When choosing an AI solution that leverages machine learning, innovation officers should prioritize explainable AI (XAI) tools that are interpretable and transparent in their decisions. Connecting a decision to the data that informed it is key in identifying the potential for erroneous or biased outcomes.
Smaller, specialized AI models are often more explainable than their larger, more general counterparts as they are built for specific purposes and, therefore, have more predictable processes and outcomes.
Investing in XAI doesn’t just make it easy to vet the accuracy of AI systems but also their compliance with standards and regulations.
See also: 10 Essential Python Libraries for Machine Learning and Data Science
Maintain compliance with emerging regulations
The rapid evolution of AI regulations (such as the EU AI Act) creates challenges for organizations in maintaining compliance across jurisdictions. Noncompliance with the EU AI Act, for example, could result in fines of up to 7% of global turnover for prohibited applications, making it a high priority both financially and ethically for businesses to avoid infractions.

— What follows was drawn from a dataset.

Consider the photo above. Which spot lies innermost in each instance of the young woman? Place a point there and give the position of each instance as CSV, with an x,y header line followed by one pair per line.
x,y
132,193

Many organizations might be unprepared for the stringent requirements imposed by emerging regulations or lacking in the resources or in-house talent necessary to meet them, with a 2024 Deloitte survey revealing that just 25% of corporate leaders felt “highly prepared” to handle governance and risk issues related to AI. Making matters more complex is the fact that many individual states are introducing their own AI laws. The Colorado AI Act will come into force in less than a year, marking a significant milestone as the first US law to regulate artificial intelligence.
While machine learning is often the underlying target of regulation due to its ability to make decisions based on generalized interpretations of data, the same practices that prevent biases, enable explainability, and ensure accuracy often contribute towards compliance as well. Maintaining high-quality data in appropriate quantities, investing in explainable systems, and specializing AI tools to excel in specific tasks will reduce the risk of noncompliance as well as adverse outcomes in general.
Innovation leaders should conduct proactive AI risk assessments to ensure their systems can sustainably satisfy international standards and, if not, identify where gaps exist. If your organization lacks internal expertise, connecting with third-party independent auditors can be helpful in gaining an objective assessment of your AI infrastructure and regulatory readiness. ForHumanity, for example, is a not-for-profit organization that can provide independent auditing of AI systems to analyze risk.
AI tools for process monitoring and improvement can also be customized to help achieve and maintain compliance by alerting businesses of non-compliant events in workflows in real time.
Conclusion
Machine learning holds enormous potential for value by identifying opportunities to improve, simplify, or automate businesses’ key processes. While its capacity for autonomy carries inherent risk, these risks are often shared by humans, who are also vulnerable to making errors, reinforcing biases, or deviating from established guidelines.
If deployed correctly, machine learning can be more proactively and reliably tailored to excel in its assigned workflows. Innovation officers should focus on data quality, continuous monitoring, AI explainability, and regulatory compliance to ensure that machine learning contributes towards greater efficiency and alleviates human employees of monotonous tasks rather than succumbing to the same pitfalls.